SORU: Avukatım, avukatlar kimi savunur?

CEVAP: Güzel soru… Bana yakışacak güzel bir cevap vereyim: Avukatlar haklı olanı değil, paralı olanı savunur!

Haklısın ama paran yok; ne yapayım, bin haklı ol… Paran olmadıktan sonra niye seni savunup kendimi boş yere yorayım ki, ne yani hayır kurumu mu işletiyoruz!

Haksızsın ama paran var, hoş geldiniz efendim, bin haksız olun, herkesin savunulma hakkı vardır ve bu minvalde sizin de elbette savunulma hakkınız ve de savunulacak tarafınız vardır, siz yeter ki paradan bahsedin! 

Bu kadar açık mı konuşuyorsunuz?

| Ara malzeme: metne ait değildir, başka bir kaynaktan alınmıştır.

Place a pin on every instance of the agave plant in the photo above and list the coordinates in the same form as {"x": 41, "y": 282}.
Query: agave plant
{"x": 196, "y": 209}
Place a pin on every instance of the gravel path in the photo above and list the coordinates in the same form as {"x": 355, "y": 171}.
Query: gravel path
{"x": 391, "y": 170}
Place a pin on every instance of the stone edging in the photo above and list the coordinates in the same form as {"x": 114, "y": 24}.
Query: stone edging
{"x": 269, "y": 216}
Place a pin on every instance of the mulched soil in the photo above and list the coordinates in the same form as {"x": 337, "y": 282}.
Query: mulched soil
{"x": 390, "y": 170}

Ee, açık ve net konuşuyorum ya; gerçekler isot gibi acıdır!

Bilmeyen de sanıyor ki, başınıza bir olay mı geldi, mesela bir haksızlığa ve hukuksuzluğa mı maruz kaldınız; gideceksiniz avukatın yanına ve avukat da hemen o haksızlık ve hukuksuzluğu gidermek ve adaletin yerini bulması / adaleti tesis etmek için çırpınacak, çalışacak, koşturacak… Ne alaka! 

Avukat önce sorar: Bey amca veya hanımefendi, avukat tutacak paran var mı? Paran varsa senin derdin ile hemhal olur, paran da yoksa yüzüne bakmaz… Parasız adam, gereksiz adam! 

Evet, avukat, bu işi adalet yerini bulsun diye değil, cebi para görsün (maişetini temin etsin) diye yapar. Avukatlığa çok ulvi / kutsal mana ve anlamlar yüklemeyin yani…  

Adına ücretsiz / CMK avukatı denen avukatın bile devletten de olsa aldığı bir ücret vardır; kim bedavaya iş yapıyor!